「ツイードラン」なるもののことを最初に聞いたのは、銀座のはずれにある某ホテルの眺めのよいバーででした。サドルでおなじみの会社のアンドレアからでした。
「面白いものになる、期待していてくれ。」
彼は試作品のメッセンジャーバッグを持ち歩き、なかにはパソコンとパイプのセットを入れていました。イタリア人ですが、きわめて英国的な嗜好のひとで、彼のパイプを見て、
「サビネリか?」
と私が聞くと、二ヤッとして、
「英国物さ。」
「オレのはもっぱらバーリングと古いスリービーだが。そっちのは英国物でもなんだ?」
なんてパイプ談義をやっていました。
実にセンスのよい男で、彼なくしては、トスカーナの「エロイカ」も「ツイードラン」もありえなかったでしょう。彼は外洋クルーザーを持っていて、バカンスの時にはそれに乗っている。そういう趣味人なので、はじめてそういう発想が出てくるのがよくわかります。完全に自転車ドップリな人ではない。
やがて、その第一回目のツイードランの写真が送られてきてビックリ、なんだローナがいる、ジンジャーがいる、ほとんどが知り合いでした。
ずいぶん前のことになりますが、自転車のプロの選手だったマリオンが古い自転車を治して動体保存する研究会を作り、そこから多くの愛好家が生まれました。ほかには「ベンソン」などという、本当にパイオニア期の自転車でしか参加できないクラブもあった。こういう世界は英国では奥が深いのです。

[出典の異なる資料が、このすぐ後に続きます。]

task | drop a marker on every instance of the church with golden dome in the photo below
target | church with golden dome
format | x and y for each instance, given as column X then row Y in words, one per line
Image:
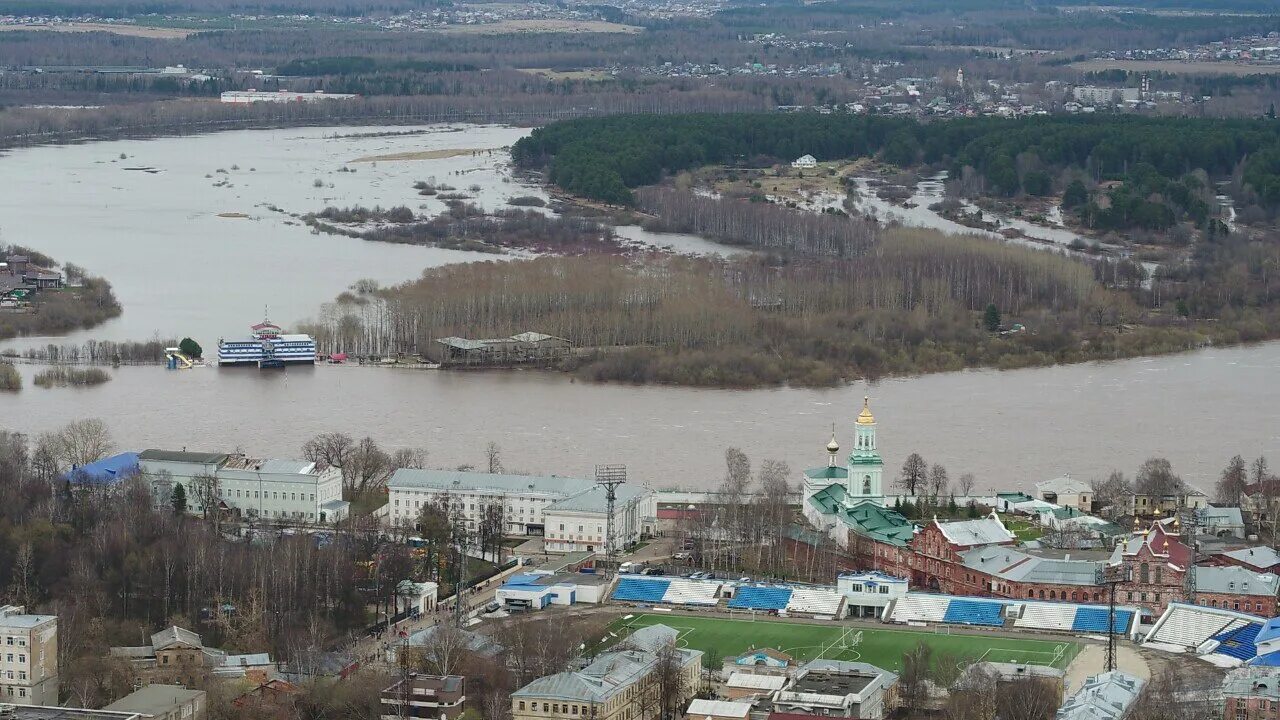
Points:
column 862, row 475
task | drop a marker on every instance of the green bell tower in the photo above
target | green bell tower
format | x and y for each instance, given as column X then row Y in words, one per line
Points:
column 865, row 468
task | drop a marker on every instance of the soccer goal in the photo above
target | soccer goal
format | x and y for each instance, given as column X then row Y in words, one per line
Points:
column 846, row 641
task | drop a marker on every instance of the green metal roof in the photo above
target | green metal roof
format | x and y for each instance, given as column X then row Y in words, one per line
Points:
column 867, row 518
column 827, row 473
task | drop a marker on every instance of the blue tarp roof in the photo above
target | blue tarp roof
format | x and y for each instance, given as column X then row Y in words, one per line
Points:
column 1270, row 630
column 106, row 470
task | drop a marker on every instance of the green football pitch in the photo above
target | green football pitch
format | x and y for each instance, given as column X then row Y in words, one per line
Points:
column 723, row 638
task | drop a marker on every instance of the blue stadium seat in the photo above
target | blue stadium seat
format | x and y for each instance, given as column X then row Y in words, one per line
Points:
column 753, row 597
column 974, row 613
column 1095, row 620
column 1239, row 642
column 640, row 589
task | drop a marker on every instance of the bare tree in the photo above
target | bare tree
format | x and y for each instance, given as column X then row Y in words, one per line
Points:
column 937, row 482
column 493, row 456
column 914, row 473
column 81, row 442
column 1156, row 478
column 1230, row 484
column 1114, row 490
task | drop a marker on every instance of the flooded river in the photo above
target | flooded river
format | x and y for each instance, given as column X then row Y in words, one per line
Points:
column 179, row 268
column 1010, row 428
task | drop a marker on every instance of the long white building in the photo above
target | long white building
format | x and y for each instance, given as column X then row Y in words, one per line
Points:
column 28, row 657
column 275, row 490
column 568, row 511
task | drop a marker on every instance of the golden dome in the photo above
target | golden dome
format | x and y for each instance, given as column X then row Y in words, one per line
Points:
column 865, row 417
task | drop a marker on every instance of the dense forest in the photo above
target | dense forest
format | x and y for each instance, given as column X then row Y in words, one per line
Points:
column 1155, row 158
column 910, row 304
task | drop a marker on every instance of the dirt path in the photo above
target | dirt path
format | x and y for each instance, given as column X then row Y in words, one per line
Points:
column 1092, row 660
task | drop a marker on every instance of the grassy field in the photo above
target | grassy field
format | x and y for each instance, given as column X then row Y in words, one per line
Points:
column 723, row 638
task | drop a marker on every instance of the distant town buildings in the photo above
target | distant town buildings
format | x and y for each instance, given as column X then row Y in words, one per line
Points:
column 178, row 656
column 570, row 513
column 1109, row 696
column 28, row 656
column 617, row 686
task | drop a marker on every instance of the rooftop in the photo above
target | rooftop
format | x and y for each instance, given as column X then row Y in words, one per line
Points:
column 699, row 707
column 1258, row 557
column 37, row 712
column 983, row 531
column 1102, row 697
column 182, row 456
column 1237, row 580
column 593, row 500
column 411, row 478
column 155, row 700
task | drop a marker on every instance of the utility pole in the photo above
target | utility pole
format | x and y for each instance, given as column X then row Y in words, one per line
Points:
column 1112, row 575
column 609, row 477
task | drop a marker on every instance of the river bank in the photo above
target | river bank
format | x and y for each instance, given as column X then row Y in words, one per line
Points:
column 1011, row 428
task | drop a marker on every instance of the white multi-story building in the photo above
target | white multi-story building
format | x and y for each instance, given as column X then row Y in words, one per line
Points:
column 275, row 490
column 531, row 505
column 28, row 657
column 579, row 522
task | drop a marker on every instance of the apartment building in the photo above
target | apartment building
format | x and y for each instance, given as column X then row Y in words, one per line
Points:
column 616, row 686
column 277, row 490
column 580, row 522
column 522, row 497
column 28, row 657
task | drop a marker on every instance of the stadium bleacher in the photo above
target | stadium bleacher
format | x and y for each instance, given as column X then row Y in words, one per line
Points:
column 816, row 601
column 1095, row 620
column 1188, row 627
column 690, row 592
column 1238, row 643
column 974, row 613
column 640, row 589
column 760, row 597
column 1047, row 616
column 919, row 609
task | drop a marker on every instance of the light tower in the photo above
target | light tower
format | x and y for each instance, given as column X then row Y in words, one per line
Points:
column 609, row 477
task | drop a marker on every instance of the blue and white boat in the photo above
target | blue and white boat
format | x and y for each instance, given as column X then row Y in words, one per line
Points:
column 268, row 347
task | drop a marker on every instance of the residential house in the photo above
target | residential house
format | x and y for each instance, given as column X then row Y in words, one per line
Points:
column 746, row 686
column 1066, row 492
column 28, row 656
column 178, row 656
column 702, row 709
column 1258, row 559
column 278, row 490
column 434, row 697
column 580, row 522
column 763, row 661
column 618, row 684
column 837, row 688
column 1251, row 693
column 163, row 702
column 1110, row 696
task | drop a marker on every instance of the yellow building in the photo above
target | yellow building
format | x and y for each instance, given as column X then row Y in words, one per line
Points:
column 621, row 684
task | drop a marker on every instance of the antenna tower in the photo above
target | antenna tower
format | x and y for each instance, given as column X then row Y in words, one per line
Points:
column 609, row 477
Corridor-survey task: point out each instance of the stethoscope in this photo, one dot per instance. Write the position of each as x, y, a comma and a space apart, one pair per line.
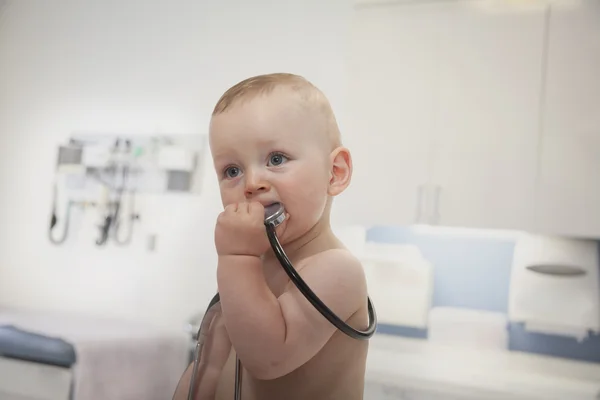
272, 221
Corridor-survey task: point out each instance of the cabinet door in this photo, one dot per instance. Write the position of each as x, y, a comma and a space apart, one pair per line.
484, 167
569, 187
391, 98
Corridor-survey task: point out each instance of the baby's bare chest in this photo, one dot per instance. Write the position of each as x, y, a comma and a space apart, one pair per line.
325, 377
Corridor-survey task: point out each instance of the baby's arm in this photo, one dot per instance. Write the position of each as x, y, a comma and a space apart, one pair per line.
274, 336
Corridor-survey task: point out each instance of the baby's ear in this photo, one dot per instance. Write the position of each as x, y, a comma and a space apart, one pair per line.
341, 170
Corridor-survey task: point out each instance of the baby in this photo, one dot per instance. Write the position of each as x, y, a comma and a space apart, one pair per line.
274, 139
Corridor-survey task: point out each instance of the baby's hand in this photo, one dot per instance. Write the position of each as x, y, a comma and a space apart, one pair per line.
240, 230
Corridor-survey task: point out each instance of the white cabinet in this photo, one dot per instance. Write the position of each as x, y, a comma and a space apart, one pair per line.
392, 71
445, 113
484, 163
568, 196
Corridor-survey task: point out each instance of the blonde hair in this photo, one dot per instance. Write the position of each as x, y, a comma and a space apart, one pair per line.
265, 84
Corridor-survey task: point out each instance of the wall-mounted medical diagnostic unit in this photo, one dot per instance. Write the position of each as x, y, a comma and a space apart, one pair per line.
107, 171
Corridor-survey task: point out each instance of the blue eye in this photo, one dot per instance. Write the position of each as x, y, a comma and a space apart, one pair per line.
232, 172
277, 159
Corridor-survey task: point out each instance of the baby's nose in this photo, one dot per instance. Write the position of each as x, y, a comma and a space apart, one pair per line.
255, 184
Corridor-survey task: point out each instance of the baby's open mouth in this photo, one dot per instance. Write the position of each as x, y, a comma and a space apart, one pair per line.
271, 209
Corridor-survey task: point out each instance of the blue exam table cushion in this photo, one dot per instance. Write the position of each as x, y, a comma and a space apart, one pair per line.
28, 346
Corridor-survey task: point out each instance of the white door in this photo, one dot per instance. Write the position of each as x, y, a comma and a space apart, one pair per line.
568, 197
487, 116
391, 98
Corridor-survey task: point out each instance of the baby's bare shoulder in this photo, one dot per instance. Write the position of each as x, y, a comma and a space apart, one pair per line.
336, 268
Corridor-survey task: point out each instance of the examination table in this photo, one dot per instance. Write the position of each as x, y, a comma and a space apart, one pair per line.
53, 356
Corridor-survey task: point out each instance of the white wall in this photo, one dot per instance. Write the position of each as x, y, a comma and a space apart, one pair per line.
135, 67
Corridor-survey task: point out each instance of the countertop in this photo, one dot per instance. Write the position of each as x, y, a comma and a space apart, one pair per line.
479, 373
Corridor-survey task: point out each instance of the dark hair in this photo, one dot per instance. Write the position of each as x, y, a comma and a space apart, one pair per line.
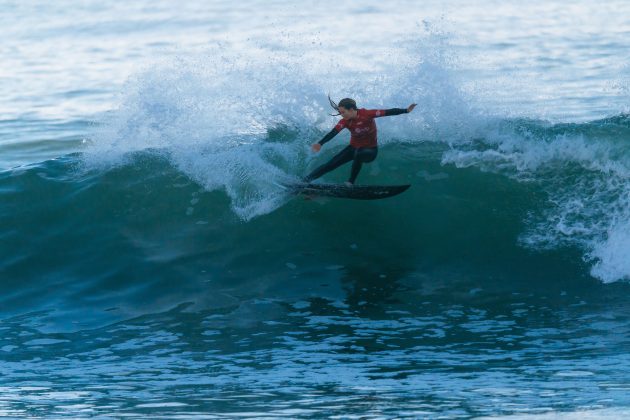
347, 103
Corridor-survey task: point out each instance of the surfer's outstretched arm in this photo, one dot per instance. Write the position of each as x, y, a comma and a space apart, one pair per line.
391, 111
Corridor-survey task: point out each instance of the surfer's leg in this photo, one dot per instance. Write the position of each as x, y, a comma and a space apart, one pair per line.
361, 156
345, 156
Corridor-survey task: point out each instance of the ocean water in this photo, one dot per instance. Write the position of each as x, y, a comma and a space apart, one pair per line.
150, 266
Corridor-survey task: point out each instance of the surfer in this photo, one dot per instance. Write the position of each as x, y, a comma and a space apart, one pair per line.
363, 147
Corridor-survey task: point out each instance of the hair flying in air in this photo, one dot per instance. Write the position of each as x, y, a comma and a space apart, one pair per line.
346, 103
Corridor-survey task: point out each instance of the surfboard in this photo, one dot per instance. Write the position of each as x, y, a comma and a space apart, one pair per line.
355, 192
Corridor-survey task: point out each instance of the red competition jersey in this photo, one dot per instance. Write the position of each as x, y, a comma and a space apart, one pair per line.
362, 128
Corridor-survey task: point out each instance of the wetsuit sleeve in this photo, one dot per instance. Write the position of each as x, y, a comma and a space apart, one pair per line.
395, 111
340, 125
375, 113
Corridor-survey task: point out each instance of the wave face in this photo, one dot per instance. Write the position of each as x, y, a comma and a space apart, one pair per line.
241, 126
150, 266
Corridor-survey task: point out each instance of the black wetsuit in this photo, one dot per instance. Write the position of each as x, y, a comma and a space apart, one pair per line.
358, 155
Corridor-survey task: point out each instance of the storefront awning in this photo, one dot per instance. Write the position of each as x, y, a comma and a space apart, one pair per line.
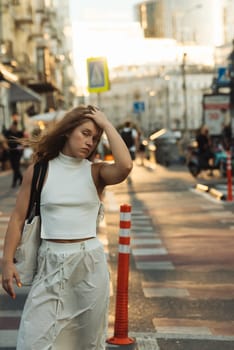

そういう集まり、特にマリオンのところは、招待状に「ブラック・タイ」と書かれるように「ピリオド・コスチューム」と書いてあったものです。それでもやはり、ナイロンのウインドブレーカーを着てくるような「無作法者」がいたり、「第二次世界大戦より前の車輌」と書いてあるのに、なぜかモニュメントのアルファベット・フレームで来るような「勘違い人間」にてこずりました。
やがて、なんとか規律がうまく統一がとれて、迫力が出た頃、BBCの取材が入り、一気に5000人ほどから、自分もそういう趣味をやってみたい、という問い合わせがきました。
ツイードランはその延長線上で、「歴史的車輌なしでも、洋服だけツイードならよし」(できれば革サドルで?)という緩い規格でできたものです。
一般に生活している人は、特に最近は、そういう「ピシッと決める場」が少なくなっている。きわめて「唯物的に、物さえあれば、服装はどうでもよい」という風潮が強い。
ある極東の島国で、自動車のパーテイーで「ブラックタイ」と書いて招待状を送ったら、「喪服で来たヤツがけっこういた」と言いますから、油断もすきもありません。
私はかれこれ30年ぐらい、サイクリングなどでツイードを着ていますが、なんとか流行らせたいと、1995年に第一回の走行会をやり、以後、定期的にやってきました。ある時は安曇野で、ある時は諏訪で、ある時は関西で。
しかし、それでもツイードのピリオド・コスチューム(自転車にあった時代の服装)をしてきてくれる人は、半分ぐらいでした。やっと、服を仕立てて来てくれるような人が7割を超えたのは2005年ぐらいから。
それが、いまや「アンドレアとB社の世界戦略」が当って、日本でもツイードランが行われるようになってきました。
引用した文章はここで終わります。